Many also cautioned against the use of tariffs as the consequence for levying discriminatory taxes.
“It may be the case that these DSTs are unreasonable or discriminatory, or burden or restrict U.S. commerce, and therefore merit enforcement action. However, the U.S. chemical industry would prefer negotiation of a multilateral solution with trading partners that have imposed or seek to impose DSTs,” the American Chemistry Council wrote.
The NFTC said its member companies “support the U.S. Government taking steps to defend U.S. businesses against these discriminatory tax regimes. But we also believe the US should be cautious about proceeding with tariffs that could trigger a trade war that will harm the broader economy.”

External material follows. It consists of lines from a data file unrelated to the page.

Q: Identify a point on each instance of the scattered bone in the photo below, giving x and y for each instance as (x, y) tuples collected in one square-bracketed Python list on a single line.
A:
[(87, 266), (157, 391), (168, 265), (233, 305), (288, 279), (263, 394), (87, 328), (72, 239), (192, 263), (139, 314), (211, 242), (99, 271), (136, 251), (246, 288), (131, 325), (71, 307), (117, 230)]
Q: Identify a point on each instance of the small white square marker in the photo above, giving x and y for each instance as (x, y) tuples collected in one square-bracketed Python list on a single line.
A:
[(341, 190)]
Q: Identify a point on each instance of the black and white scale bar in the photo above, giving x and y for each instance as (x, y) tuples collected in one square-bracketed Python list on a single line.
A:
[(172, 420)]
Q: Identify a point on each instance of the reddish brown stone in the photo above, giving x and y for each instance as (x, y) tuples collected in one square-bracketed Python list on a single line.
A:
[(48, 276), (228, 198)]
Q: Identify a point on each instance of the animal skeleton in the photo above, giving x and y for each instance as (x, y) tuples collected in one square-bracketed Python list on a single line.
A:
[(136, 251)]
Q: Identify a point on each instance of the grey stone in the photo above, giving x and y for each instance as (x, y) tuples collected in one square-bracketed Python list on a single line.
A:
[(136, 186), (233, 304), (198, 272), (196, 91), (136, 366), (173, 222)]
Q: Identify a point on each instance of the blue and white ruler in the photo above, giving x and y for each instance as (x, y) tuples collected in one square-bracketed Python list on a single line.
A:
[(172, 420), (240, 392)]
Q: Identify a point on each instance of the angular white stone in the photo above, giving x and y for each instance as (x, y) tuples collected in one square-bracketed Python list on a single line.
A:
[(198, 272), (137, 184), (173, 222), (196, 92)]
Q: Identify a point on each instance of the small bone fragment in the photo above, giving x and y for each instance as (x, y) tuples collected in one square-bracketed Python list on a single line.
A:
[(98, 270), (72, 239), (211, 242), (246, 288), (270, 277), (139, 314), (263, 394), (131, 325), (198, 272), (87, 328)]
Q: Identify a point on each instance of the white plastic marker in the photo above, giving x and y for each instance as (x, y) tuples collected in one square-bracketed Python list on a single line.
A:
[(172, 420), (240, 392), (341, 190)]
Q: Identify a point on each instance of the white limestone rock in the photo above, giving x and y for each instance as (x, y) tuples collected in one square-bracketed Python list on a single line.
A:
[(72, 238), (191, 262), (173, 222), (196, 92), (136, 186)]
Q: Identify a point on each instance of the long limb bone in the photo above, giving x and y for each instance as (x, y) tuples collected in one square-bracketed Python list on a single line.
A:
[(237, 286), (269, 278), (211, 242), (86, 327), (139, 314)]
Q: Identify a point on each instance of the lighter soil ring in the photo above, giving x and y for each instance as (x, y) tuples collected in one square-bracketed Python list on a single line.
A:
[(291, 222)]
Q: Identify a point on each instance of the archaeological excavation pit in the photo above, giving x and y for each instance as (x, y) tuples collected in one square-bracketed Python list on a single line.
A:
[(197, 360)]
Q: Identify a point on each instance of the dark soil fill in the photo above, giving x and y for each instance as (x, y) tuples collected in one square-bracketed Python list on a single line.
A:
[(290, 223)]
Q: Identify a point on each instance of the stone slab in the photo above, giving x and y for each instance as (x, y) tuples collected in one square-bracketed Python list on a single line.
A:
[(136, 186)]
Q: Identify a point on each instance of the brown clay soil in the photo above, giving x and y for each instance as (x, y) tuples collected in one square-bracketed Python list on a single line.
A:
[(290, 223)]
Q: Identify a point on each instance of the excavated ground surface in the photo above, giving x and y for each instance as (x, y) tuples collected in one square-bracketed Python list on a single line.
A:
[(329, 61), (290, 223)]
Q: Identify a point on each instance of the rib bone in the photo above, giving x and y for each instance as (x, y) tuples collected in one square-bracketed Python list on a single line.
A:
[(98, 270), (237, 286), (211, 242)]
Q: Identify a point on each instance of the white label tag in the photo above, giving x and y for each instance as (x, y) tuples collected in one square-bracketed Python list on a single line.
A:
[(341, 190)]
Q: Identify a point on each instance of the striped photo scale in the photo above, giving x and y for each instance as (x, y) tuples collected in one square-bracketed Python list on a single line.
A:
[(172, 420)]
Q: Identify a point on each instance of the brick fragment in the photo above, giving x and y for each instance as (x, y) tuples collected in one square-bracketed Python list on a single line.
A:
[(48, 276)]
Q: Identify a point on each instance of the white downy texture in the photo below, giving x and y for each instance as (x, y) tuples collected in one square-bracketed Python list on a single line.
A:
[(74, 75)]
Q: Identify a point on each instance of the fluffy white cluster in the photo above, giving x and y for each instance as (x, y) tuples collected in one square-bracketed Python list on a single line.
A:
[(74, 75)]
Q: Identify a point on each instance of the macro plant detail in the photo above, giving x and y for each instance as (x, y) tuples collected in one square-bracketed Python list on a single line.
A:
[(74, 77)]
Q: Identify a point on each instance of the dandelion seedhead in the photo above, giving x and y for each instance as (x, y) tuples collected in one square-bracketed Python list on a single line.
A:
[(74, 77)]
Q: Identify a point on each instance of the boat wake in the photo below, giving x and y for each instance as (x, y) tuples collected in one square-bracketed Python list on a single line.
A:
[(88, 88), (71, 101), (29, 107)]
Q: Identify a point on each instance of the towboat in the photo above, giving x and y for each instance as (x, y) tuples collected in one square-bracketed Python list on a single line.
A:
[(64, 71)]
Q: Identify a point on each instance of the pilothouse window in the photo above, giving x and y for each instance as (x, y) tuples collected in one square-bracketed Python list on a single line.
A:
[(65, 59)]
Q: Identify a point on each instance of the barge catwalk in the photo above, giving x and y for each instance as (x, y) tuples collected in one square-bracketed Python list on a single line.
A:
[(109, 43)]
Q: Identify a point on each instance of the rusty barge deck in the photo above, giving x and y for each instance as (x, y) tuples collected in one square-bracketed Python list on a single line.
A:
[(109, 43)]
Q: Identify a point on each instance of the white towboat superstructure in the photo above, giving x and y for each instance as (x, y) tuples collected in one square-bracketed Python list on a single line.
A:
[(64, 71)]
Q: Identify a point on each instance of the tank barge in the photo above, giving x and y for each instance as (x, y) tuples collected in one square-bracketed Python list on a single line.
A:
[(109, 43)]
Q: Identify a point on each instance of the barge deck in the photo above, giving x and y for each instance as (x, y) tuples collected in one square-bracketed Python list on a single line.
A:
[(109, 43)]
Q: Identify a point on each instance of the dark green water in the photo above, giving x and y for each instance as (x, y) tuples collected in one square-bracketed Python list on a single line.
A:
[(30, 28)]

It advised the administration to “focus on securing the rapid removal of DSTs and obtaining commitments to refocus on OECD negotiations, rather than creating conditions that would lead to counter-retaliation or result in a drawn-out trade war, particularly as the economy continues to recover from the COVID-19 pandemic.”
The National Association of Manufacturers said “U.S. retaliatory measures against any of these trading partners ... should not include tariffs on manufactured goods.”
But trade groups whose members would be most affected by DST did not discourage the use of tariffs. The Information Technology Industry Council said Belgium and Kenya should be in the crosshairs because they are also considering such taxes.
The Computer and Communications Industry Association praised the use of tariff threats on France's DST in suggesting that it could be effective again. “CCIA takes seriously the impact that tariffs can have and, as a general policy view, believes that they only be used in limited circumstances, in a targeted manner, and where there is a clear strategy in place designed to change the behavior of a trading partner. In the French case, it was encouraging that this strong action led to the temporary pause of collection on behalf of the French government in January 2020.”